Good morning, sunshine!
Fast, easy & cheaper than any store bought granola -
a little post to share with you a super simple and delicious recipe which has fast become part of my Sunday afternoon ritual. Making a big jar of this to see me through the week makes breakfast even more enjoyable/something to really look forward to!
Ingredients:
4 cups oats (I like the organic rolled oats from Aldi)
1 bag chopped mixed nuts (roughly 200g)
1 bag mixed seeds (again roughly 200g)
Honey/ agave syrup/ maple syrup (about half a little bottle)
Pinch of salt
Coconut Flakes
Raisins
Cacao nibs
As you can tell I'm not strict with these at all...add a little extra of your fave things, experiment, don't worry so much about exact quantities!
Method:
1. Add all of the dry ingredients except the coconut & raisins into a bowl and stir to mix.
2. Slowly stir in the honey.
3. Line baking trays with foil/non stick baking paper & spoon mixture onto trays evenly.

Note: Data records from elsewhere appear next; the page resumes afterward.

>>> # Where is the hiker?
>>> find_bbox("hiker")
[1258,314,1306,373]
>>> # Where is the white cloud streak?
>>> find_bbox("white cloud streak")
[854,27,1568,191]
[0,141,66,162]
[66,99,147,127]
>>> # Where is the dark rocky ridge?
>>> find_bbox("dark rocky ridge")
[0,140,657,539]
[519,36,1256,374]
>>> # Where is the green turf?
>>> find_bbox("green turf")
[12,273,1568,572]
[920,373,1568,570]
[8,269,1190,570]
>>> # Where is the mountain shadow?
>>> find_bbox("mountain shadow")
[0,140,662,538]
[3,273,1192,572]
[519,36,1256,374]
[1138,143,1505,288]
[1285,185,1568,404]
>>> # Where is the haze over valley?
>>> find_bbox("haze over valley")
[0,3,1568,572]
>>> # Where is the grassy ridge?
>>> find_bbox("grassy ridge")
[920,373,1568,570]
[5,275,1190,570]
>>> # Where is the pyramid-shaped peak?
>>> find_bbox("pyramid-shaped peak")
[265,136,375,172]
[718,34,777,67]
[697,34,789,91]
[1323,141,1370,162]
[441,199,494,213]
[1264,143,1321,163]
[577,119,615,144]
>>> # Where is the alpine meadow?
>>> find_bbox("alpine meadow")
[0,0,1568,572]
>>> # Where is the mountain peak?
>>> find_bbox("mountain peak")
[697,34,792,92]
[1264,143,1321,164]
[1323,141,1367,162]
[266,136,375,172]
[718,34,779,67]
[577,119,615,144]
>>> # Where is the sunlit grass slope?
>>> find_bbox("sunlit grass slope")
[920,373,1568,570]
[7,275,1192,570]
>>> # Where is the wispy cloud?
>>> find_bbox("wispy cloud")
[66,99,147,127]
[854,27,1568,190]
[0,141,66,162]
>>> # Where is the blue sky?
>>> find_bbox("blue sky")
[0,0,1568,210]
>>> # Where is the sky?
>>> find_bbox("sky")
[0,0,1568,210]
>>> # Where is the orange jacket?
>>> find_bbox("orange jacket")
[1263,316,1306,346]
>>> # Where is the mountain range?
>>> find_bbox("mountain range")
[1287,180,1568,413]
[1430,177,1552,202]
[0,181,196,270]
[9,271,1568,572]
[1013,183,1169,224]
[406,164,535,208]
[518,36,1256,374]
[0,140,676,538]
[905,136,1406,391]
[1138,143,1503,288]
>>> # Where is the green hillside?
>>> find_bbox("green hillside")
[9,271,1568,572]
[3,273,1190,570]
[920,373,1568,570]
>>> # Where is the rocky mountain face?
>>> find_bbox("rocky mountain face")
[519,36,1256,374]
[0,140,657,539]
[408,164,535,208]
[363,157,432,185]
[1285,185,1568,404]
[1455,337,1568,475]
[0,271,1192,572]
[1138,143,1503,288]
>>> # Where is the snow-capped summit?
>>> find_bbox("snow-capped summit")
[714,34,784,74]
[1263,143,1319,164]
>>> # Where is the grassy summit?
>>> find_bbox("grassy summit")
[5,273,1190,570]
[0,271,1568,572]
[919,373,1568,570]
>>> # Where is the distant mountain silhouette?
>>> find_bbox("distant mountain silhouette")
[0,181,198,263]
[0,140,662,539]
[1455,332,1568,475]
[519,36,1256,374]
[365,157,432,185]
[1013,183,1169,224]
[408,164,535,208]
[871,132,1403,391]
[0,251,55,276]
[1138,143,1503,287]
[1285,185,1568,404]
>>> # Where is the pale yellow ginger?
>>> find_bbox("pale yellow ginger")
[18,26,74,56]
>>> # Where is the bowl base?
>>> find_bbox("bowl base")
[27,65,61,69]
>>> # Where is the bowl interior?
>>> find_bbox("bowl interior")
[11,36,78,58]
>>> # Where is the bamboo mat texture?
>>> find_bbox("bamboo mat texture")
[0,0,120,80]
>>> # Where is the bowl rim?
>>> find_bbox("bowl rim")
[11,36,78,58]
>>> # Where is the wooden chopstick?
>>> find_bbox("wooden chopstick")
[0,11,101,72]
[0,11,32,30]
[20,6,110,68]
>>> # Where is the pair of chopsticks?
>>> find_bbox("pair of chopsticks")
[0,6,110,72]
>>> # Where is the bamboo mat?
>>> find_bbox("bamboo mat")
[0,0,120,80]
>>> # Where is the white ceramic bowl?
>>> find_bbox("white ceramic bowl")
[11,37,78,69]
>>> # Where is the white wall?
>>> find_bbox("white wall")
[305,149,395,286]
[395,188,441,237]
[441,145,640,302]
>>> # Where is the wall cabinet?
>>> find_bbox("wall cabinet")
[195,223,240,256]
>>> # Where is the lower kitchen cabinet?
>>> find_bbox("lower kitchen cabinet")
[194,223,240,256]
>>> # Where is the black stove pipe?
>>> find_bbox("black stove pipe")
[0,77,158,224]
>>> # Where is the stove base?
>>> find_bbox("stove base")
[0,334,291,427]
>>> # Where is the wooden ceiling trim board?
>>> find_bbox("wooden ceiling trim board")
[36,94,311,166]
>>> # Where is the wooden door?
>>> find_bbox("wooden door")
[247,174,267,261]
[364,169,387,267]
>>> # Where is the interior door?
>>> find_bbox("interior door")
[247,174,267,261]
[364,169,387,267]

4. Bake at 150 for around 30 mins, checking every 10-15 mins. If you like clusters avoid turning the mixture much at all, just make sure it doesn't burn!
5. Leave to cool and pour back into bowl to mix in fruit, coconut flakes & cacao nibs before pouring into an air tight container to enjoy in the coming days.
6. Recommended toppings (after drowning it in almond milk, obvs): coconut yogurt & blueberries with cinnamon (pictured), any kind of fresh fruit or a bit of peanut butter if you're feeling extravagant!
This is such an easy to tailor method - play around with which sweeteners and fruits you prefer! If you like your granola a golden brown then cook a little longer, although I feel as though this potentially looses some of the flavor.
It generally stays fresh for up to a week (if you can keep it that long) and the only way I managed to make this taste not so amazing was when I sprinkled protein powder in the mix (all about those #gains)... and even then with adequate milk it still tasted pretty good!
Have a go and let me know what you think - I'd love to see your brekkie creations.